One measure of the traffic that North Bayshore can tolerate is the fact that there are precisely three entrance roads to the area – Shoreline, Rengstorff, and San Antonio Rd. Every day these three roads are clogged with traffic going in and out. City planners have refused to allow housing development in that area, so therefore it’s dominated by office parks with Google being the current 800 pound gorilla. Sun Microsystems used to be the dominant company there, but that was a different era.
The next speaker, Jeff Oberdorfer, represented First Community Housing, a non-profit housing developer specializing in “Sustainable Affordable Housing“. They’ve focused on developing housing projects (multi-unit-dwellings) with all kinds of LEED and Green features, located next to transit hubs, like light rail stations, and which have other features allowing them to receive waivers from the city to build with a lower ratio of parking than is normally required.

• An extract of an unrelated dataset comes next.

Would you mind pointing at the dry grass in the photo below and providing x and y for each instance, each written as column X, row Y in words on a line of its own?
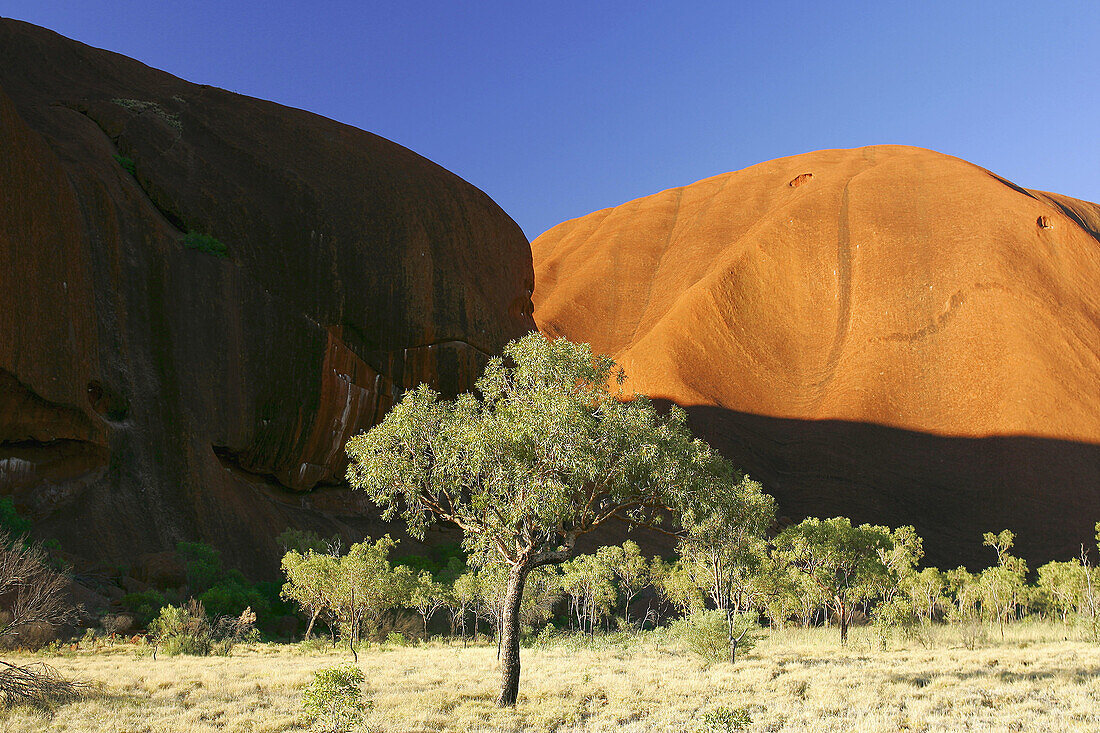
column 795, row 680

He noted that each structured parking space costs the developer approximately $50,000, and has to be maintained at additional yearly cost. Therefore, by reducing the number of parking spaces, their costs are reduces and it’s easier for the housing developer to offer affordable housing. Many of their projects could not be built at the usual parking space ratio, he said.
GreenTrip is a certification program meant to be similar to LEED certification, but to certify that a given housing development has features which lead to lower impact from transportation. As it’s put on their website: “GreenTRIP provides a range of tools to developers, cities, and community advocates to help create low-traffic developments that include strategies like free transit passes and carshare membership for residents, secure bicycle parking and bike sharing.”
A primary measurement she, and the others, discussed was the ratio of parking spaces per unit of housing. Again, reducing that ratio means that, in theory, lots of environmental goodness will result.
There are 15 GreenTrip certified developments in the Bay Area. These are estimated to mean over $17 million in additional revenue for transit agencies, as well as some number for environmental impact which I didn’t write down.